Gli attuali investimenti collettivi per migliorare la qualità dell’aria a livello globale non sono mirati ai luoghi in cui l’inquinamento atmosferico ha un maggiore impatto sulla vita umana. Mentre infatti esiste un grande fondo globale per HIV e AIDS, malaria e tubercolosi, che ogni anno eroga quattro miliardi di dollari, non esiste un fondo equivalente per contrastare l’inquinamento atmosferico. In effetti, l’intero continente africano riceve meno di 300.000 dollari in fondi filantropici per l’inquinamento atmosferico, ovvero l’attuale prezzo medio di una casa unifamiliare negli Stati Uniti. Secondo il Clean Air Fund, solo 1,4 milioni di dollari sono destinati all’Asia, esclusi Cina e India. Europa, Stati Uniti e Canada, invece, ricevono 34 milioni di dollari. Ma prima delle risorse servono informazioni precise e affidabili.

Dati tempestivi, affidabili e trasparenti sulla qualità dell’aria possono essere la spina dorsale degli sforzi della società civile e dei governi per la tutela dell’aria pulita, fornendo le informazioni che mancano ai cittadini e ai governi e che consentono di prendere decisioni politiche più informate”, sostiene Christa Hasenkopf, direttore dell’AQLI. “Fortunatamente, vediamo un’immensa opportunità di svolgere un ruolo nell’invertire questa tendenza, indirizzando meglio e aumentando i nostri finanziamenti per costruire in modo collaborativo l’infrastruttura che oggi manca”, conclude Hasenkopf.

Il commento dell’esperto SIMA

Abbiamo chiesto un commento al presidente della Società italiana di Medicina Ambientale, Alessandro Miani. È vero che l’inquinamento minaccia la salute in maniera “poco equa”? “Il Rapporto Air Quality Index di quest’anno edito dal Prof Michael Greenstone, mette in luce disuguaglianze poco note in termini di disuguaglianze nell’impatto dell’inquinamento atmosferico. Al confronto della disastrosa situazione che affligge il subcontinente indiano, la Cina (nonostante un miglioramento del 42 percento dal 2014), il sud-est asiatico e l’Africa Centro-occidentale (dove ogni cittadino residente perde fino a 6 anni di vita a causa dell’aria malsana) sembrerebbero addirittura confortanti i dati europei, con un miglioramento del 60 percento rispetto agli anni ’60”.

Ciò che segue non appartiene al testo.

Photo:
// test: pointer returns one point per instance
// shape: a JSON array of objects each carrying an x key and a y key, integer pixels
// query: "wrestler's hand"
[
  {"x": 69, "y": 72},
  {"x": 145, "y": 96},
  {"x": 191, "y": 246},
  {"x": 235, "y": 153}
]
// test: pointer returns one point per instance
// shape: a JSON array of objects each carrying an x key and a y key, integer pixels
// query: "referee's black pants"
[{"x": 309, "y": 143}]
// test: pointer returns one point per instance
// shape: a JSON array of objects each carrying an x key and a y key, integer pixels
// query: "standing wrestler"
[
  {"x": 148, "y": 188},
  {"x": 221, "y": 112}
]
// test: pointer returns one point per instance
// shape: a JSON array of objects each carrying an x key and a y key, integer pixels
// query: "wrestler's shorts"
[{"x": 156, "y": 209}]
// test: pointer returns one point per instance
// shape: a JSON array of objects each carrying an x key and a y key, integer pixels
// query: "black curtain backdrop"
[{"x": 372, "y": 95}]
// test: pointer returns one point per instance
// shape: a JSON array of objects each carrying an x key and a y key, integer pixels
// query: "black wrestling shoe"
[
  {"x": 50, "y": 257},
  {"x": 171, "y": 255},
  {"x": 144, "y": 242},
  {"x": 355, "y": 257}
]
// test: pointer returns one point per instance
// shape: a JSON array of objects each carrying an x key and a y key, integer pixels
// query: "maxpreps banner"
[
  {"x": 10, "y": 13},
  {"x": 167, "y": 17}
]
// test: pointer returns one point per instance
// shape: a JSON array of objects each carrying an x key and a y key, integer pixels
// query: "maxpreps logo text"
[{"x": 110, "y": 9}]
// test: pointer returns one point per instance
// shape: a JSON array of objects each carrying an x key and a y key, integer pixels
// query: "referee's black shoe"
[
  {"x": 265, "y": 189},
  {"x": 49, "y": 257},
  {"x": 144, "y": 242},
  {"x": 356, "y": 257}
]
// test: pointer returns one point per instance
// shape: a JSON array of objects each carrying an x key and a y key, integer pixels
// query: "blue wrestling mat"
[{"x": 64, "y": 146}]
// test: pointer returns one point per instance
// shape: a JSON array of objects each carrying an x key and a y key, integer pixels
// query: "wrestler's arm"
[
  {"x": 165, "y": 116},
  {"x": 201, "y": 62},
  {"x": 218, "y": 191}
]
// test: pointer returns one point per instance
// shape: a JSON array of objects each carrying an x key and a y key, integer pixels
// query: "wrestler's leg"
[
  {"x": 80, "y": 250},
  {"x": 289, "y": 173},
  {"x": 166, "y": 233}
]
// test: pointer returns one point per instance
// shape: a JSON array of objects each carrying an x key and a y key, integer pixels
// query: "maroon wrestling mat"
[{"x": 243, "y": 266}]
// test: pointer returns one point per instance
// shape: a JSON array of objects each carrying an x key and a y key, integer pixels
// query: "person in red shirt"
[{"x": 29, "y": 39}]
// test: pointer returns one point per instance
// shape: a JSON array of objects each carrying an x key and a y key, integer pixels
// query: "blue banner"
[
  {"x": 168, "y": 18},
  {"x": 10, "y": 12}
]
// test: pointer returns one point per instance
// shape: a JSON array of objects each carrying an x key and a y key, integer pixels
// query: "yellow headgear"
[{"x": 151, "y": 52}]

“Tuttavia questa sarebbe una lettura semplicistica e ingannatrice giacché il nostro riferimento non va certamente rivisto al ribasso portando come benchmark le situazioni più critiche e per citare Trilussa vale sempre il detto che la media statistica è quella operazione per cui tra due che persone si divino due polli uno può rimanere a digiuno ma per la statistica hanno mangiato in media 1 pollo a testa. Infatti, l’Europa presenta il doppio delle concentrazioni medie di particolato atmosferico rispetto agli strati Uniti e valori quasi tripli in termini di mortalità evitabile da inquinamento dell’aria. Si tratta per l’Europa di dati medi inferiori a 1 anno di vita perso per ogni cittadino, ma i residenti nelle aree più inquinate potrebbero guadagnare fino a 3 anni di vita ciascuno se la qualità dell’aria rispettasse i limiti sanitari fissati dall’OMS. Ma anche all’interno dell’Europa ci sono differenze importanti dal momento che l’ultimo rapporto sulla qualità dell’aria edito dalla Agenzia Europea per l’Ambiente continua a classificare l’Italia al primo posto come maglia nera per mortalità evitabile (sebbene in diminuzione anche se in misura minore rispetto agli altri Paeso UE) da particolato atmosferico e ossidi di azoto con oltre 66.000 decessi nel 2020 che potevano essere evitati“.